Banco de dados:

segunda-feira, 13 de dezembro de 2010

COINCIDENTEMENTE COM VOCÊ






 Sou cinéfilo, e, mais do que isso, acredito que o cinema, como arte, pode moldar pessoas e expressar sonhos coletivos. Muitas foram as vezes em que, perdido, desorientado, na minha vida real, procurei respostas nas metáforas criadas na tela grande (ou mesmo na TV). O curioso é que não foram poucas as vezes que encontrei certa familiaridade, e, porque não dizer, coincidências entre o que eu vivia e o que assistia.
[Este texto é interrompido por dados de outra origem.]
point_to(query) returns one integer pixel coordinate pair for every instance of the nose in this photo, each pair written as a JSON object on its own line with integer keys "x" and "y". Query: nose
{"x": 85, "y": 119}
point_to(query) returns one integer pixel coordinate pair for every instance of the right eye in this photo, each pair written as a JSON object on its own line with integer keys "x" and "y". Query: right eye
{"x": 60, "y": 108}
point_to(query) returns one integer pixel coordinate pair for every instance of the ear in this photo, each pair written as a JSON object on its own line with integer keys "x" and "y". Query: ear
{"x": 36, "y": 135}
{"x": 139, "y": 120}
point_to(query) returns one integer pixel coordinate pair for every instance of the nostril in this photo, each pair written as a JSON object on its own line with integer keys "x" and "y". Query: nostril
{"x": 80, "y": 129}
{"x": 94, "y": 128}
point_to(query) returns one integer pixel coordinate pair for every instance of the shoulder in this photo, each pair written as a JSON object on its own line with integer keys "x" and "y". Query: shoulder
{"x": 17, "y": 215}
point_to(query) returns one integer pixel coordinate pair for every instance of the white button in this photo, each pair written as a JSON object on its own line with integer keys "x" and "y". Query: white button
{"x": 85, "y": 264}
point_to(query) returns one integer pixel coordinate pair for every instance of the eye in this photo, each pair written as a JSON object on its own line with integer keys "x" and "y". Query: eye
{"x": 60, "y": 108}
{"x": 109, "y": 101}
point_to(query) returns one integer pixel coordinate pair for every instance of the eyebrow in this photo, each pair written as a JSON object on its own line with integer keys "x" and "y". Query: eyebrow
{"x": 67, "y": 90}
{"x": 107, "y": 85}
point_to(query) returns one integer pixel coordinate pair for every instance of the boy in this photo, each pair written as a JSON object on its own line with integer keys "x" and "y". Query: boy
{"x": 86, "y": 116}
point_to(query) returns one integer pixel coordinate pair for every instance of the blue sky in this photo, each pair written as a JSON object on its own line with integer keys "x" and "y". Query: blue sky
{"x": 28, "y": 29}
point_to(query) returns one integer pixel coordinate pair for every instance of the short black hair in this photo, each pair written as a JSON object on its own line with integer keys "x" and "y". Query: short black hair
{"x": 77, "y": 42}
 Tipo quando das duas vezes em que passei por momentos críticos em meu relaçionamento amoroso, liguei a TV e passava o filme EU SEI QUE VOU TE AMAR, onde um casal começa com um final feliz (um casamento), separam-se e passam a travar uma dança (ou batalha, pra ser mais exato) do acasalamento, onde cada um sente a falta do outro, os dois apaixonados, que não querem dar o braço a torcer. Engalfinham-se, pra depois assumirem seu amor, num jogo de esgrima verbal, homem e muher, defendendo-se e abrindo brechas aqui e ali, onde cada um quer, na realidade, ter novamente o coração transpassado pelo amor irracional, mas são inibidos pela razão. Sei que se o Arnaldo Jabor lesse isso certamente teria vontade de vomitar, mas, é assim que senti o filme; além do mais, não está em mim a presunção de ser crítico profissional de cinema, como todo respeito aos que se debruçam sobre os filmes de forma analítica, meu anseio é fazer, e, enquanto espectador, sentir e experienciar um filme.

 Chorei rios de lágrimas ao ver MEU MALVADO FAVORITO, uma animação nem tão boa assim, mas, com um forte apelo emocional para quem teve de passar a vida inteira tentando provar seu valor, sendo, constantemente, superado, e, no fim das contas, decepcionando todos que nele confiaram.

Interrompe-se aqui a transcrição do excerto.